VBA編其ノ2 セルを操作する 前編
今回は、「セルを操作する」と題して、「セルを選択する」とか、「セルに指定した値を入れる」とか、「セルに色を塗る」とかしてみたいと思います。 手で作業するなら、どれも簡単なこと、と言うか、説明するまでもないようなことなんですが、コイツをVBAでやる、というのが今回の趣旨です。 解説量の割に成果としては地味になってしまうかもしれませんが、VBAの基本となることなので、一度は体験しておきましょう。
では、まず最初に、前回(VBA編其ノ1)で作ったマクロ練習bookを開きましょう※1。 前回、メッセージボックスを出すマクロを作ったヤツです。 マクロは全部、ここに書くんでしたね。 開いてみると…。

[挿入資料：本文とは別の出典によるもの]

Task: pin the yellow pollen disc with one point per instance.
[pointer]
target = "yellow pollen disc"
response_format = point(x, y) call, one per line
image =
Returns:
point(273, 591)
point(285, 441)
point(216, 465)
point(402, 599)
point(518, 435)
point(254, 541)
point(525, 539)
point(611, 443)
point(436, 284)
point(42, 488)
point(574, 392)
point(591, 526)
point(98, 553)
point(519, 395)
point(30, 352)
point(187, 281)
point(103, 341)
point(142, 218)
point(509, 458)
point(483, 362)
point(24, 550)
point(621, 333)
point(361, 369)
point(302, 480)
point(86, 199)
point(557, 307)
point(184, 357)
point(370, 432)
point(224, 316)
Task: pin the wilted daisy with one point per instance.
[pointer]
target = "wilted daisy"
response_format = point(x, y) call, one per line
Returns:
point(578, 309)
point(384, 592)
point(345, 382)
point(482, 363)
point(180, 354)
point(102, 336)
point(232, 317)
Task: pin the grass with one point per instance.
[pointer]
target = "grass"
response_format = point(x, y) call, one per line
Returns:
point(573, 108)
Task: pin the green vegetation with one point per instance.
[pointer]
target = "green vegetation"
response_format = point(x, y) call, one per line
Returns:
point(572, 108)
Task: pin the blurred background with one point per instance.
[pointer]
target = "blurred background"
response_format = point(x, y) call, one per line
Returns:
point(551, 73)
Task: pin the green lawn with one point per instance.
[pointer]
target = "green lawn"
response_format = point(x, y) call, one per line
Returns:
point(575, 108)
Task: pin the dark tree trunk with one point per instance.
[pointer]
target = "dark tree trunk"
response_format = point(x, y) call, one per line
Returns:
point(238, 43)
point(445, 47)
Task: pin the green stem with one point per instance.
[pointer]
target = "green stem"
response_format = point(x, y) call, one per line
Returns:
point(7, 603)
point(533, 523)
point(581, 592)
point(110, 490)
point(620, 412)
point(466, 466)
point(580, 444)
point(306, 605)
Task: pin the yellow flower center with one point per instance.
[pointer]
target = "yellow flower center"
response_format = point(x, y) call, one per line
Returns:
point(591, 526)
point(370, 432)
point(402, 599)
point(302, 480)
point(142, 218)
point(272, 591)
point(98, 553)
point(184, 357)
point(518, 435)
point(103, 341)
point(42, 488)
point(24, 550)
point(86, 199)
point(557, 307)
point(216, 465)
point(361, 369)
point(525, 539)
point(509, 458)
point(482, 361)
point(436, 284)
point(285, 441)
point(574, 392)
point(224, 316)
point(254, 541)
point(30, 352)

「マクロが無効にされました」というメッセージが出ました。
この状態だと、Excelの宣言通り、マクロは動きません。
ちょっと試しに、前回の「メッセージボックスを出す」マクロを動かそうとしてみると…※2 ※3。
動かせませんでした。
実はコレ、Excelのセキュリティが働いた結果でして。 というのも、マクロっていうのは、使いようによってはコンピュータウィルスにもなる危険性を秘めているんです。 マクロウィルスってヤツを、僕も実際にはまだ見たことはないのですが、ウワサですと、新しいExcelブックが延々と開きつづけて止まらないみたいなウィルスがポピュラーらしいです。 イヤですね。 もちろん、たいていの人は善用するためにマクロを使っているのですが、そこはホラ、世の中には悪意ある人もいますから。 なのでExcelは、「マクロ」と聞くととりあえず警戒するようにできているんです。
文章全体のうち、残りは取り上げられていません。